# An Introduction to JAX

----

#### John Stachurski

#### Prepared for the CBC Workshop (May 2024)

----


This lecture provides a short introduction to [Google JAX](https://github.com/google/jax).

What GPUs do we have access to?

In [None]:
!nvidia-smi

## JAX as a NumPy Replacement


One way to use JAX is as a plug-in NumPy replacement. Let's look at the
similarities and differences.

### Similarities


The following import is standard, replacing `import numpy as np`:

In [None]:
import jax
import jax.numpy as jnp

Now we can use `jnp` in place of `np` for the usual array operations:

In [None]:
a = jnp.array((1.0, 3.2, -1.5))

In [None]:
print(a)

In [None]:
print(jnp.sum(a))

In [None]:
print(jnp.mean(a))

In [None]:
print(jnp.dot(a, a))

In [None]:
print(a @ a)  # Equivalent

However, the array object `a` is not a NumPy array:

In [None]:
a

In [None]:
type(a)

Even scalar-valued maps on arrays return JAX arrays.

In [None]:
jnp.sum(a)

JAX arrays are also called "device arrays," where term "device" refers to a
hardware accelerator (GPU or TPU).

(In the terminology of GPUs, the "host" is the machine that launches GPU operations, while the "device" is the GPU itself.)

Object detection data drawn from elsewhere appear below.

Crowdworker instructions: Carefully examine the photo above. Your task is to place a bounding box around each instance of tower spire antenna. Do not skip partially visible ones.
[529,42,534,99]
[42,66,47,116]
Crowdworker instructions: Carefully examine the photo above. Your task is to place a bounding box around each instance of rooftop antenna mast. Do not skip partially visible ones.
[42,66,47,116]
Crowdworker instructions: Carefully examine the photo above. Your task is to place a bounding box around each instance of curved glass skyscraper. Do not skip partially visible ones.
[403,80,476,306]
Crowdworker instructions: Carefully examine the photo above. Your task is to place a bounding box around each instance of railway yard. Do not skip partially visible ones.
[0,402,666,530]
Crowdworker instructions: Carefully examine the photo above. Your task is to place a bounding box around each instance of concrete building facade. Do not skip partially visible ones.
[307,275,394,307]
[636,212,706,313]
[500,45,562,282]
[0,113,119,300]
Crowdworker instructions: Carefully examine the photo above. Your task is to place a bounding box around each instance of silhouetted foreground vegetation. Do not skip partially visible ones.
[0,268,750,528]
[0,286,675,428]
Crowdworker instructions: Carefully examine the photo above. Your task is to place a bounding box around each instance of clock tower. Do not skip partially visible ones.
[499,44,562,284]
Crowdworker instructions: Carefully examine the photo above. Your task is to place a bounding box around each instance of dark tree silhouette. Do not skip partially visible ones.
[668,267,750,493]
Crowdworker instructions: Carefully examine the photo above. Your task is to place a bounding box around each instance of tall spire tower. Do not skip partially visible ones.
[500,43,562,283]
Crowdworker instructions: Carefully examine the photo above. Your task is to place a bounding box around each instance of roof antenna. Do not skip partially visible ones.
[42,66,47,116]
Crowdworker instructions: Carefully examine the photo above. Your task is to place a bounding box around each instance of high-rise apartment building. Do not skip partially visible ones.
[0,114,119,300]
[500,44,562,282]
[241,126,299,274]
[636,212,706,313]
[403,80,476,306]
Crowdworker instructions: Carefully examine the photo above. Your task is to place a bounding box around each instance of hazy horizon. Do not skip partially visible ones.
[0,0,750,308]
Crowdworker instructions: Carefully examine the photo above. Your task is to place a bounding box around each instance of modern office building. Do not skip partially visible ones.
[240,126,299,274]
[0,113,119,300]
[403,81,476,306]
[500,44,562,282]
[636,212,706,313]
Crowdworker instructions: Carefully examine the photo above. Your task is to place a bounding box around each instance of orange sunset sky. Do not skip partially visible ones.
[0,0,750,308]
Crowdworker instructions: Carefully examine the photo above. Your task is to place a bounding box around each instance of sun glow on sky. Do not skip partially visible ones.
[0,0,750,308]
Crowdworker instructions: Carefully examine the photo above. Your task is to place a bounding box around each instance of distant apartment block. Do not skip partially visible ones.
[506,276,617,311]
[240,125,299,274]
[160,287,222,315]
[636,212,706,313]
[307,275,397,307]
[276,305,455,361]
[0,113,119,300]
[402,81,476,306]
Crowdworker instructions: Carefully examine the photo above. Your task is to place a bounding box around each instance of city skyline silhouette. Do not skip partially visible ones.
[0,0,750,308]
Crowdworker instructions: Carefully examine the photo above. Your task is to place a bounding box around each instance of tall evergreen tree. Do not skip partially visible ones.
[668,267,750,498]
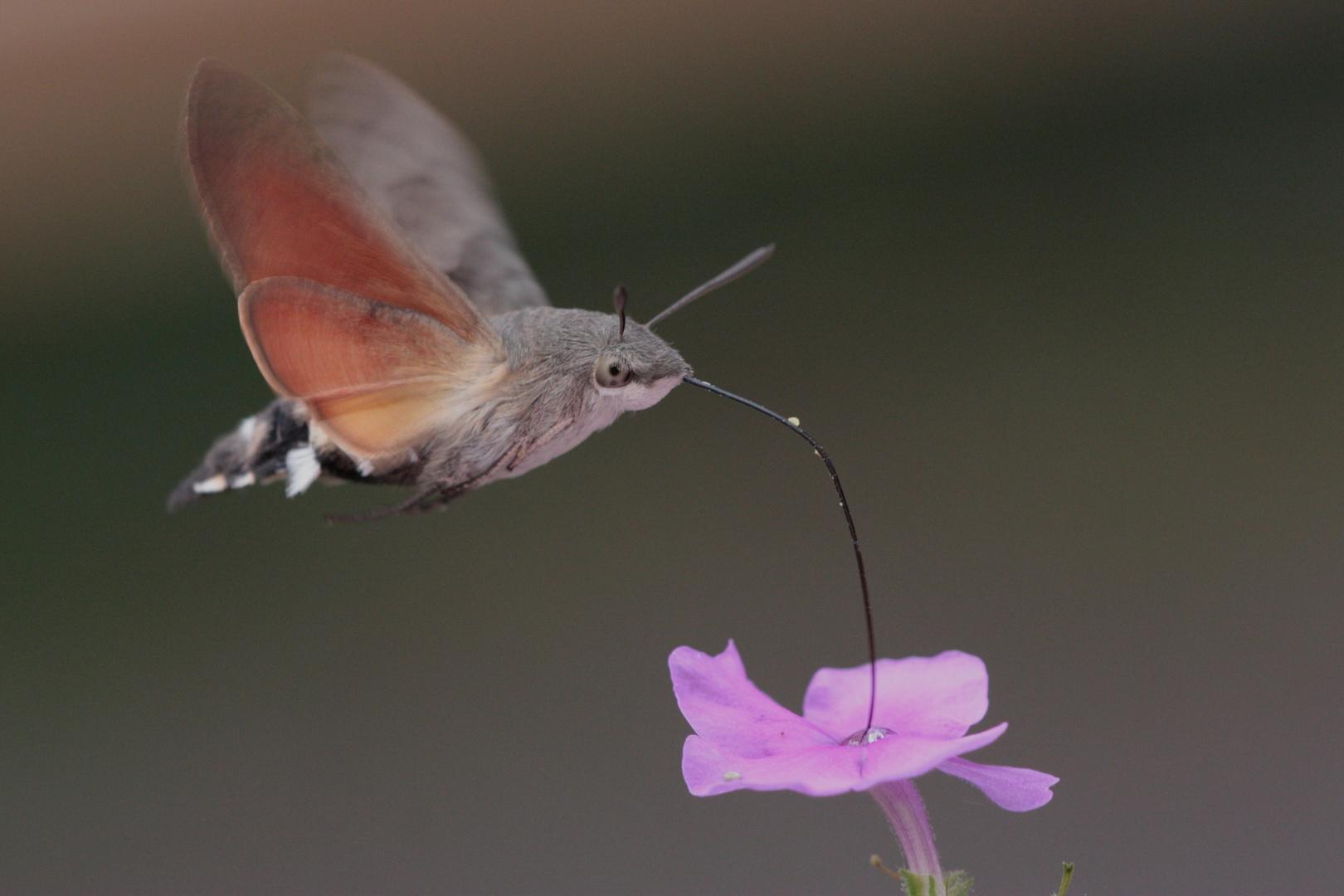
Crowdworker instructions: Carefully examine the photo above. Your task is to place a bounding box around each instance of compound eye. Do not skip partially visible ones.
[592,354,635,388]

Operations on higher dimensional arrays are also similar to NumPy:

In [None]:
A = jnp.ones((2, 2))
B = jnp.identity(2)
A @ B

In [None]:
from jax.numpy import linalg

In [None]:
linalg.inv(B)   # Inverse of identity is identity

In [None]:
result = linalg.eigh(B)  # Computes eigenvalues and eigenvectors
result.eigenvalues

In [None]:
result.eigenvectors

### Differences

Let's now look at the differences between JAX and NumPy

#### 32 bit floats

One difference between NumPy and JAX is that JAX currently uses 32 bit floats by default.  

This is standard for GPU computing and can lead to significant speed gains with small loss of precision.

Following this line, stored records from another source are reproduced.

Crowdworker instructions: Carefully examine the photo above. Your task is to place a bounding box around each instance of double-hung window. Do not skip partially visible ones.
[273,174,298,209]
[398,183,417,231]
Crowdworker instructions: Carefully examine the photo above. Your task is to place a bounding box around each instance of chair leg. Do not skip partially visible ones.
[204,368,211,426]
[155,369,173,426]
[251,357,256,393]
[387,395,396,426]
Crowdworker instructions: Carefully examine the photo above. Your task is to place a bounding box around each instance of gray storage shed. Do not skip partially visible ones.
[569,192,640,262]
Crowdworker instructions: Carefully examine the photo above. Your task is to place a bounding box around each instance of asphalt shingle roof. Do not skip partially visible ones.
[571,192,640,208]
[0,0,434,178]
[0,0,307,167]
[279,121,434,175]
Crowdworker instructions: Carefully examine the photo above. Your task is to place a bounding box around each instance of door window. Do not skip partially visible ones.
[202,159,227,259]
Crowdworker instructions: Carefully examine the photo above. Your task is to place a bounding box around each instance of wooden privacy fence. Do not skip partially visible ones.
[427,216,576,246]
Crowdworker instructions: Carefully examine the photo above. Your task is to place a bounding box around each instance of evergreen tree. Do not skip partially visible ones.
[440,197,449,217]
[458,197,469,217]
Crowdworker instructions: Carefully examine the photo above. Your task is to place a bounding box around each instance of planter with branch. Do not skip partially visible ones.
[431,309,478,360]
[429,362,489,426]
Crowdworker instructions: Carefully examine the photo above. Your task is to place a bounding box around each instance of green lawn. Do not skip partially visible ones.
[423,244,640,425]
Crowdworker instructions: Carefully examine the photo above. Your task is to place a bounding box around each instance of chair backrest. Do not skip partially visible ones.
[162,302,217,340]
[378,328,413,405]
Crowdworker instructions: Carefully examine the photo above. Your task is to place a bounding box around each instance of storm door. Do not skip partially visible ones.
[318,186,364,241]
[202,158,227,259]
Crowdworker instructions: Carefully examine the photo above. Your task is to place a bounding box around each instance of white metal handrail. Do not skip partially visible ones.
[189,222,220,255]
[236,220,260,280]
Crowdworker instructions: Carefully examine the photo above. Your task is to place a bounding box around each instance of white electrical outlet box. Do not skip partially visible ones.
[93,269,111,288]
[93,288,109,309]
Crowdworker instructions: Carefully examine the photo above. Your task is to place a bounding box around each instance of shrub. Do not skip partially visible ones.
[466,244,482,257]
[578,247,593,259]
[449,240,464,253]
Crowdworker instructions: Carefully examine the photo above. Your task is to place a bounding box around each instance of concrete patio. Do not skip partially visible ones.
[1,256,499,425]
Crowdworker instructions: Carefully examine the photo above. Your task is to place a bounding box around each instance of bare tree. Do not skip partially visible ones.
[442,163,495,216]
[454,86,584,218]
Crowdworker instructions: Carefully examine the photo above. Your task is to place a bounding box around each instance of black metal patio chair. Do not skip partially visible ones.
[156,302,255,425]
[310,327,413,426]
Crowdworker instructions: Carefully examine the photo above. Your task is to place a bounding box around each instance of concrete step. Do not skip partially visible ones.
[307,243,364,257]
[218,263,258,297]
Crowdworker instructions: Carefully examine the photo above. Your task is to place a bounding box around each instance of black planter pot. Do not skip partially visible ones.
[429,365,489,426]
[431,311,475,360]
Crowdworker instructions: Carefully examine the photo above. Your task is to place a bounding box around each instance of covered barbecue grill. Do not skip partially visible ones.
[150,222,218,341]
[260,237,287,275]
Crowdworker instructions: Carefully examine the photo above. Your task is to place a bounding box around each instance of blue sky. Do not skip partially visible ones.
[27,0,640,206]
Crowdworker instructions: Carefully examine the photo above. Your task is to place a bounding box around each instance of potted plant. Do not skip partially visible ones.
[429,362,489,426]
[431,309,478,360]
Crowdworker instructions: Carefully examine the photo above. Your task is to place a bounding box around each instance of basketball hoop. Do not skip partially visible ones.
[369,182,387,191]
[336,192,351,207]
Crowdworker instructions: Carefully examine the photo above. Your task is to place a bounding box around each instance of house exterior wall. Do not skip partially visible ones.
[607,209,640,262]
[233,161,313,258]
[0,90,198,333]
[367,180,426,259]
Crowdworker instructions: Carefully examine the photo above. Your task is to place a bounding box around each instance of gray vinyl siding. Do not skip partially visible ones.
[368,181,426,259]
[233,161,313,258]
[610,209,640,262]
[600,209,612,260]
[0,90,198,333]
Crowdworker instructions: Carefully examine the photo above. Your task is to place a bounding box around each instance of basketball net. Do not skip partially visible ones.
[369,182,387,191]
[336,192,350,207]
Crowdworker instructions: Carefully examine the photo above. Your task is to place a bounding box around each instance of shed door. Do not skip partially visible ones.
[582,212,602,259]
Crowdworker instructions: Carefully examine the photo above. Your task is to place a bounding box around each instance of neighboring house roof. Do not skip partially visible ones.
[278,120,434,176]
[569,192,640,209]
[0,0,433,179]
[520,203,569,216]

However, for some calculations precision matters.  In these cases 64 bit floats can be enforced via the command

In [None]:
jax.config.update("jax_enable_x64", True)

Let's check this works:

In [None]:
jnp.ones(3)

#### Mutability

As a NumPy replacement, a more significant difference is that arrays are treated as **immutable**.  

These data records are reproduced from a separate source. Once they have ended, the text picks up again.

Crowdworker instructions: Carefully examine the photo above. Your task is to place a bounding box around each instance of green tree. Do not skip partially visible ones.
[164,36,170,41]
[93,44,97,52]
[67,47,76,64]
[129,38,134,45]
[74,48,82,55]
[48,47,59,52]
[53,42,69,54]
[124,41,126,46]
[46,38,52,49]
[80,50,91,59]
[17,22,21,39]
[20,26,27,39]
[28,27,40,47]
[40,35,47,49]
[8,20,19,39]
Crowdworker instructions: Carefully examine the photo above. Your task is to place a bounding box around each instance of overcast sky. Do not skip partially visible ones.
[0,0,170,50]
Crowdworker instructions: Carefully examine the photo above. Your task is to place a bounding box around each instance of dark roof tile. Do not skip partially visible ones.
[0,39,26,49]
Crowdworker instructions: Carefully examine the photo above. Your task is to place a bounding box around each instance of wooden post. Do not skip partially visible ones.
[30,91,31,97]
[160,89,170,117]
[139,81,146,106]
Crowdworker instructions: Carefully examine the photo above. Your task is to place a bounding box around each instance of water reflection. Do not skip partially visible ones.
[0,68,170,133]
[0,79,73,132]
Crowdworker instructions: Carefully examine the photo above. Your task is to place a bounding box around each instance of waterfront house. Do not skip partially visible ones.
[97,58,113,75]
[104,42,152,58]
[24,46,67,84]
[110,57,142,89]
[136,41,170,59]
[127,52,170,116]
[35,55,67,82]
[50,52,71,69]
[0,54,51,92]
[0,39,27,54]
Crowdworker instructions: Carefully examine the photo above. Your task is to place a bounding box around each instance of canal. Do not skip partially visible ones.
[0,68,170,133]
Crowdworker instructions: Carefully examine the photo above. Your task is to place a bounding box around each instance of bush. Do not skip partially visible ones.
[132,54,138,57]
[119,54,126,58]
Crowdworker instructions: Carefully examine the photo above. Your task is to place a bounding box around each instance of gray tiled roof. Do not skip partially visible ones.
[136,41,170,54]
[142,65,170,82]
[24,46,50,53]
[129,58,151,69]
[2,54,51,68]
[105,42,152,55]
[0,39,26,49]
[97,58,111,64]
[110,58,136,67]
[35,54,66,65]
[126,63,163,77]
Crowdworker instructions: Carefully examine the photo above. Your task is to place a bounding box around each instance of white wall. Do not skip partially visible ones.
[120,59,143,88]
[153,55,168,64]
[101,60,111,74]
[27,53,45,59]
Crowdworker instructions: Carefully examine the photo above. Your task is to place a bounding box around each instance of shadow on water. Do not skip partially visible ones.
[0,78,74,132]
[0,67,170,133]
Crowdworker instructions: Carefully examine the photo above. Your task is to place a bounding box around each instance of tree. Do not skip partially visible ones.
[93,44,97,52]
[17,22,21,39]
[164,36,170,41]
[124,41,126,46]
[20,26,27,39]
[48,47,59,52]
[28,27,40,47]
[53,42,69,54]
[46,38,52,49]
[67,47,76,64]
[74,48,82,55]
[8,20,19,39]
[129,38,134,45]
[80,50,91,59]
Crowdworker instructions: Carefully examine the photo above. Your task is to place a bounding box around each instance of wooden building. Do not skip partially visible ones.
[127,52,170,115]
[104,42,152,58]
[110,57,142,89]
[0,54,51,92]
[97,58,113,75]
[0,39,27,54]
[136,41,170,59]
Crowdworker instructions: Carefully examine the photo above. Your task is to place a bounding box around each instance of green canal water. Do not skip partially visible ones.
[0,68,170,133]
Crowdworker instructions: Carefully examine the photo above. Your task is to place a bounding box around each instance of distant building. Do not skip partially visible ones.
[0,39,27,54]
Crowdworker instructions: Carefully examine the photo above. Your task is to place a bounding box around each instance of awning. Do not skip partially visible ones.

For example, with NumPy we can write

In [None]:
import numpy as np
a = np.linspace(0, 1, 3)
a

and then mutate the data in memory:

In [None]:
a[0] = 1
a

In JAX this fails:

In [None]:
a = jnp.linspace(0, 1, 3)
a

In [None]:
a[0] = 1   # uncommenting produces a TypeError

The designers of JAX chose to make arrays immutable because JAX uses a
functional programming style.  More on this below.  

#### Sneaky mutation

Note that, while mutation is discouraged, it is in fact possible with `at`, as in

In [None]:
a = jnp.linspace(0, 1, 3)
id(a)

In [None]:
a

In [None]:
a.at[0].set(1)

We can check that the array is mutated by verifying its identity is unchanged:

In [None]:
id(a)

In general it's better to avoid mutating arrays --- more discussion below.

## Random Numbers

Random numbers are also a bit different in JAX, relative to NumPy.  


### Controlling the state

Typically, in JAX, the state of the random number generator needs to be controlled explicitly.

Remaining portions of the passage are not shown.